Но это, так сказать, вид на Четвёртую политическую теорию справа (которую, напомним, ждал русский народ прямо от своих исторических истоков — ещё с X века после Р.Х.!). А слева её якобы создавали (да тоже так и не создали, а лишь «распознали элементы») евразийцы, которые, согласно Дугину, оценивали СССР почти так же, как Шмитт оценивал Третий рейх Гитлера, поскольку видели сквозь советскую пену глубинную ту же шмитовскую логику «большого пространства». «Евразийцы, по сути, были представителями Четвертой политической теории, как и немецкие консервативные революционеры. Но они распознали ее элементы не за фашизмом (Третья политическая теория), а за Второй политической теорией. Особенно подробно этот анализ дан у Устрялова. Идея построения социализма в одной стране применительно к России уже была обращением к “большому пространству” и легитимности “рейха”» [Дугин 2009: 211].
Ещё в одном месте он говорит, что неоевразийство — это «современное выражение Четвертой политической теории, переформулированной в условиях XXI в. русскими, в России, в интересах России и для процветания России как мировой державы» [Дугин 2009: 214].
Но всё равно получается, что «четвертая политическая теория» существует преимущественно либо как заявка, либо как совокупность несистематизированных и не связанных друг с другом набросков, которые возникали совершенно раздельно. Она — то, что скрывается одновременно у евразийцев и у немецких консервативных революционеров.

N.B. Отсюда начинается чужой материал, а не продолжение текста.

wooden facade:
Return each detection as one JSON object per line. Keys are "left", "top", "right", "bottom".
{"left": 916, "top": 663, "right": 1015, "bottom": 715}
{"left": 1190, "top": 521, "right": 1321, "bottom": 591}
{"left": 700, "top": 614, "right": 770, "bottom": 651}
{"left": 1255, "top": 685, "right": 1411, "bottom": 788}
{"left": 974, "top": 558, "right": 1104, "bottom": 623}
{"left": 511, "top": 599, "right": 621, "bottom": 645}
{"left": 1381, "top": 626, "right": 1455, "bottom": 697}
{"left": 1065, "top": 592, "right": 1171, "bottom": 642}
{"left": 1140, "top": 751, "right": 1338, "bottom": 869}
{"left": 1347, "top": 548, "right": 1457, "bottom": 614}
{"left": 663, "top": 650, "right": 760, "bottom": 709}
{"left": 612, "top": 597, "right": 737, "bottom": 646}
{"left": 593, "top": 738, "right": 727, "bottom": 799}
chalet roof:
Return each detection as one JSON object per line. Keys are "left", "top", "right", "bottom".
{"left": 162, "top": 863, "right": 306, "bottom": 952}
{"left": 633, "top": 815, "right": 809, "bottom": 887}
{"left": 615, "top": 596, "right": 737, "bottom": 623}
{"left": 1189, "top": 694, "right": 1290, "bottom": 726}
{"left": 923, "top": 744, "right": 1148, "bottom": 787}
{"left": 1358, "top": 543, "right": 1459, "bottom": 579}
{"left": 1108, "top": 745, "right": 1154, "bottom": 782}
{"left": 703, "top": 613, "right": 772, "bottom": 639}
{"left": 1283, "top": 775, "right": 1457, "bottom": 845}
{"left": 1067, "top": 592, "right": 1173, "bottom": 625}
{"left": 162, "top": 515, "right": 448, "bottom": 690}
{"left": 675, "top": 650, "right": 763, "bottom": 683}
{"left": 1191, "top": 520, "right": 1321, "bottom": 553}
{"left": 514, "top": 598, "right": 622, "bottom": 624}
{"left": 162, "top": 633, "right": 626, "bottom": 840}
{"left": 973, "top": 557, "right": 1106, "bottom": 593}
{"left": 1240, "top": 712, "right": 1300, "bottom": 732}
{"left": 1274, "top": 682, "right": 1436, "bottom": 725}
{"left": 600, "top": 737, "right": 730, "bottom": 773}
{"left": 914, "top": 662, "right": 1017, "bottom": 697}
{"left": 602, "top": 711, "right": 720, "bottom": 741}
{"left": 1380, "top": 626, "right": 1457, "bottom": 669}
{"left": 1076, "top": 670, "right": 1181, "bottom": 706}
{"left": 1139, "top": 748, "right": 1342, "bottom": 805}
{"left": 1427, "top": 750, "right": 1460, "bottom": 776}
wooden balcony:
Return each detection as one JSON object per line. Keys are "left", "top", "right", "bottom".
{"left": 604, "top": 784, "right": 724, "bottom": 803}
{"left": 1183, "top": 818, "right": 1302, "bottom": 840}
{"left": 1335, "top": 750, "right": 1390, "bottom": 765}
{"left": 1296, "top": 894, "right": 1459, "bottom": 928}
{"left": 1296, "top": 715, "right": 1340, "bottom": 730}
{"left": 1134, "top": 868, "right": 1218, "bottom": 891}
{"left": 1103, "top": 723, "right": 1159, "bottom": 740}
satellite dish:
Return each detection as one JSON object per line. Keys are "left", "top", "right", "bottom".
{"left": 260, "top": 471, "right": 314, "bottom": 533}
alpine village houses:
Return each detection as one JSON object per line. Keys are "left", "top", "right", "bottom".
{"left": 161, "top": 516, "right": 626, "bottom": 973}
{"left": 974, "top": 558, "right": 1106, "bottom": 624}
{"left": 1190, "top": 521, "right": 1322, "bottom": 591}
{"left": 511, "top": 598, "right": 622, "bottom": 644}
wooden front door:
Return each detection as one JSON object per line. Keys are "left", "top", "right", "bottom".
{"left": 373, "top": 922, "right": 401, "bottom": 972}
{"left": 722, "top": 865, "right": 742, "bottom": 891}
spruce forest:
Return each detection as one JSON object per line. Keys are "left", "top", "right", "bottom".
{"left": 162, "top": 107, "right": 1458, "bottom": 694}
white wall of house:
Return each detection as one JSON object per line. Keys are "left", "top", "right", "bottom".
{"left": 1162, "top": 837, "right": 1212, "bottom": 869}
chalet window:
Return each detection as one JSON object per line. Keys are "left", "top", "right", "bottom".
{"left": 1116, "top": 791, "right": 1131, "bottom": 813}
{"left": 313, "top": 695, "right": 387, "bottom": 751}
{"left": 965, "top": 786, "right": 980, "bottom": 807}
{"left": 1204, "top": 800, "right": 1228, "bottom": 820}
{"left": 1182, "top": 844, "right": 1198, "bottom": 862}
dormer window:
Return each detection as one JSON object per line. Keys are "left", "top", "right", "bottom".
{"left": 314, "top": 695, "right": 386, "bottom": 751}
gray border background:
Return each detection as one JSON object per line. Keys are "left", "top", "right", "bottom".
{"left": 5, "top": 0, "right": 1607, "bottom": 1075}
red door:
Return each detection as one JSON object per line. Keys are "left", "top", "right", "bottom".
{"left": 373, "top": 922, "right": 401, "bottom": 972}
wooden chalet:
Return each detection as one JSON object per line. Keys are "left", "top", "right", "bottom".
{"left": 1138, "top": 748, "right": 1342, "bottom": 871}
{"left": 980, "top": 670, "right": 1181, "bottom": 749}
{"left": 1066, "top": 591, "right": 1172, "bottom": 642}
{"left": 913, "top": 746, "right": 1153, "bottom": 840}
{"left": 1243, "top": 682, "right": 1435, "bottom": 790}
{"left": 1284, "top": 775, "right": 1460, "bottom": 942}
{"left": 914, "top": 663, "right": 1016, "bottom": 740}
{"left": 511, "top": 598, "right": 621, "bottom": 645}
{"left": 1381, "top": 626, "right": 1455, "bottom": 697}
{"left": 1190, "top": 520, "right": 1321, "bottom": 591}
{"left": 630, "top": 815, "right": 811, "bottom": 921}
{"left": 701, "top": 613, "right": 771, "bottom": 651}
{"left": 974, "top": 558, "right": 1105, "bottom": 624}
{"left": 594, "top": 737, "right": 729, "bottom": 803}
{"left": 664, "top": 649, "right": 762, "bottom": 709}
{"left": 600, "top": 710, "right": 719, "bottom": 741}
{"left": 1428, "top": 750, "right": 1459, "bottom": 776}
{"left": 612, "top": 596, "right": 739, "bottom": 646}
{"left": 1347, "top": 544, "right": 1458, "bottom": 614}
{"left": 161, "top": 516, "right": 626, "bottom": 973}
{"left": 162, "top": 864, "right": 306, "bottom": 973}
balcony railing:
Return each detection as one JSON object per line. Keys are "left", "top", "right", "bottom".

Скрывается… Ну хорошо, а где она сама, в чётко сформулированном виде, как именно теория?
Получается мистическая вневременная сущность, которая совершенно по-разному выражается у разных мыслителей, школ и направлений. Но ведь в любой теории её сторонники признают одни и те же авторитеты, одни и те же исходные положения, у них один и тот же концептуальный аппарат и теоретический язык. Где тут всё это?
То есть, получается, что «четвёртая политическая теория» — это, скорее, громкое означающее (раскрученная медийно-политическая торговая марка), у которого почти нет реального означаемого.
Отсюда легко видеть всю нескромность и даже нелепость того, что общепризнанным идеологиям XX века, пусть предельно широким и внутри себя делящимся на разные направления, но всё же вполне определенным в своих исходных положениях и главных авторитетах, сопоставлять виртуальную сущность, да ещё провозглашать, что она идет им на смену.
Дугин на словах борется с постмодернизмом, представляет себя как сторонника традиционных ценностей, но это ведь настоящий постмодернизм, когда имя создаёт виртуальную сущность, а не присваивается сущности, уже существующей.
Продолжение следует
1 Некоторые изданные «Русской правдой» книги включены в российский Федеральный список экстремистских материалов, например, брошюра «Расовая гигиена и демографическая политика в национал-социалистической Германии», а также изданная в 2002 году «Майн Кампф» Гитлера.
2 Здесь и далее: [Дугин 2009]: Дугин А.Г. Четвёртая политическая теория. — СПб: Амфора, 2009. — 351 с; [Дугин 2011]: Дугин А.Г. Мартин Хайдеггер. Возможность русской философии. – М.: Академический проект, 2011. – 500 с.